Rabu, 25 Agustus 2021

Saling percaya dan menjaga (4)

Sepuluh hari menjelang pernikahan aku dengan Mas Aro, datang musibah . Hari itu tanggal 29 Mei 1997. Aku ingat dan tak akan kulupa seumur hidup. Mas Aro kecelakaan saat perjalanan pulang dari desanya menuju kota ini. Hari itu, kamis bertepatan dengan pemilu presiden. Hari minggu sebelumnya 25 Mei 1997 Mas Aro pulang ke desa. Selain akan bersilaturahmi dengan keluarga, ada keperluan lainnya yang tidak bisa diwakilkan. Sebenarnya berat juga melepas Mas Aro waktu dia minta ijin mau menjenguk keluarga di desa untuk sekian hari. Tapi biarlah, mungkin dia kangen juga dengan keluarga di desa, pikir aku.
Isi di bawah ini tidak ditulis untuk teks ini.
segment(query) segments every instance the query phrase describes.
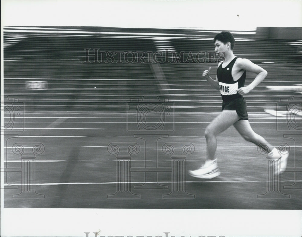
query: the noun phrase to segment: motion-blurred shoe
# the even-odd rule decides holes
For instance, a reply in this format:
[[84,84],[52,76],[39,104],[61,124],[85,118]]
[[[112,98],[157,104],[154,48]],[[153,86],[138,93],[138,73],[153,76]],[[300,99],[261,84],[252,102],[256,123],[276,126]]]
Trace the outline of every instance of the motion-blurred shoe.
[[[281,155],[277,149],[275,147],[268,154],[268,157],[275,158],[277,160],[279,159],[280,160],[280,169],[278,169],[277,168],[277,167],[275,167],[275,174],[282,174],[285,171],[287,165],[287,159],[288,158],[289,153],[288,152],[286,154]],[[275,163],[271,163],[271,165],[273,165],[274,163],[275,164]]]
[[202,166],[196,170],[190,170],[189,173],[196,178],[210,179],[217,177],[220,174],[217,166],[217,160],[207,160]]

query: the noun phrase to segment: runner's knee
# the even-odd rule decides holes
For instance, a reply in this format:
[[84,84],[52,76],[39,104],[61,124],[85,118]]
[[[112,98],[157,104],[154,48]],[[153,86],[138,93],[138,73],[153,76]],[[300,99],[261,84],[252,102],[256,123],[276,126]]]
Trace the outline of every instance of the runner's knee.
[[207,139],[215,136],[215,134],[214,130],[210,126],[208,126],[206,128],[204,131],[204,136]]
[[250,142],[253,142],[255,140],[255,134],[244,134],[242,136],[246,141]]

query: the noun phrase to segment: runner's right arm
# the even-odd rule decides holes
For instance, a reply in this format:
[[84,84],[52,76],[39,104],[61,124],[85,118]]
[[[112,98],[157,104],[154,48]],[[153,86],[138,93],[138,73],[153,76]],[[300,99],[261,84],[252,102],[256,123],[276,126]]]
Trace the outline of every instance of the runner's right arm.
[[216,80],[214,80],[210,76],[210,72],[211,70],[211,68],[209,68],[209,69],[205,70],[202,74],[202,77],[207,81],[210,84],[217,90],[220,90],[219,84],[218,83],[218,79],[216,77]]

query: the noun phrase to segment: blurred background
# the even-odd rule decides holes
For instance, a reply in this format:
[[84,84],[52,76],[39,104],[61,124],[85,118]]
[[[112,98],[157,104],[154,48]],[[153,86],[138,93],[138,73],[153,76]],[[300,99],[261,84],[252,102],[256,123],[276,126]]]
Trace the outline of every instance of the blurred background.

Kata orang tua, menurut adat Jawa, menjelang pernikahan ada baiknya tidak melakukan hal-hal yang bisa membuat gagalnya pernikahan, misal bepergian jauh, atau “dipingit”. Pingit di sini mengandung arti juga antara calon pengantin pria tidak boleh bertemu dengan calon pengantin wanita selama beberapa waktu, biasanya 1-2 minggu. Hal ini bertujuan agar calon pengantin wanita dapat mempersiapkan diri dan beristirahat sehingga pada hari “H”akan tampak segar dan bahagia karena sekian lama tidak bertemu dengan calon suaminya. Pingit juga bertujuan untuk memupuk rasa saling percaya dan saling menjaga hubungan kedua keluarga sebelum mereka menjadi satu keluarga.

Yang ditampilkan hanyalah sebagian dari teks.